National Reconciliation Week 2020 begins today, carrying a theme that is most pertinent for all Australians across the nation; “In this Together”.

Over recent months we have seen this theme become a phrase synonymous with local, national and global communities as they metaphorically embrace in support of one another to overcome the myriad of challenges laid down by COVID-19. On countless occasions we have witnessed how this united approach to healing, and to overcoming adversity, proves to be the most powerful.

This week, we are urged, as a nation, to embody this same approach as we continue to strive towards harmony, unity, and equality with our wider Australian community and Aboriginal and Torres Strait Islander peoples. At Joeys, we continue to be proud ambassadors of Reconciliation. The theme of NRW this year calls for a pursuit of positive improvement through the ideals of companionship and community. These ideals flow deep in the veins of Joeys culture as all who are connected with the school know they will “Never Walk Alone” as they “Strive For Better Things”.

The boys of the SJC Indigenous Program cherish the tangible spirit of Reconciliation that is alive at Joeys and take great pride in knowing that as a College, we are able to provide an example for the wider community. Zac Hart (Year 12), a proud Gumbayngirr man from Coffs Harbour, regards the sense of real unity within the College, stating that relationships are “really connected both ways between the Indigenous and non-Indigenous boys.

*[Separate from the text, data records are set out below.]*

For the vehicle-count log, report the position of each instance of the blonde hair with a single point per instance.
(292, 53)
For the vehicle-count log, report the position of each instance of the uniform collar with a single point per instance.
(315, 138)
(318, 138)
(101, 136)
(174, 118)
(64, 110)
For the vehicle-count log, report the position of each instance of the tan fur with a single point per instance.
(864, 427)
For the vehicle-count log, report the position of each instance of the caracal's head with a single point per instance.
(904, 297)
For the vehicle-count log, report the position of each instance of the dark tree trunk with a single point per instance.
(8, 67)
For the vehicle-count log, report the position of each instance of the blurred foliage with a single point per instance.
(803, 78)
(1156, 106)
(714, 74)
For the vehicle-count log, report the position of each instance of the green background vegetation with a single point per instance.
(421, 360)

It’s great that the boys feel comfortable asking us about our culture and are genuinely interested.”

“It’s great that the boys feel comfortable asking us about our culture and are genuinely interested”.

Zac Hart – Year 12

This tangible connectedness is not lost on new mates Peter Prentice (Year 7) from Coonamble, and Darnell Murray Gibbs (Year 7), a Gamilaroi man from Walgett. The boys returned to on-site learning at the College together after Peter offered Darnell a lift. Darnell explained that the two boys “were great mates. I have been speaking language and Peter has been learning it. We just have a good connection.”Peter does not understand how any disharmony could ever exist. When asked about Indigenous and non-Indigenous Australians he replied “I don’t see any difference. A mate is a mate.”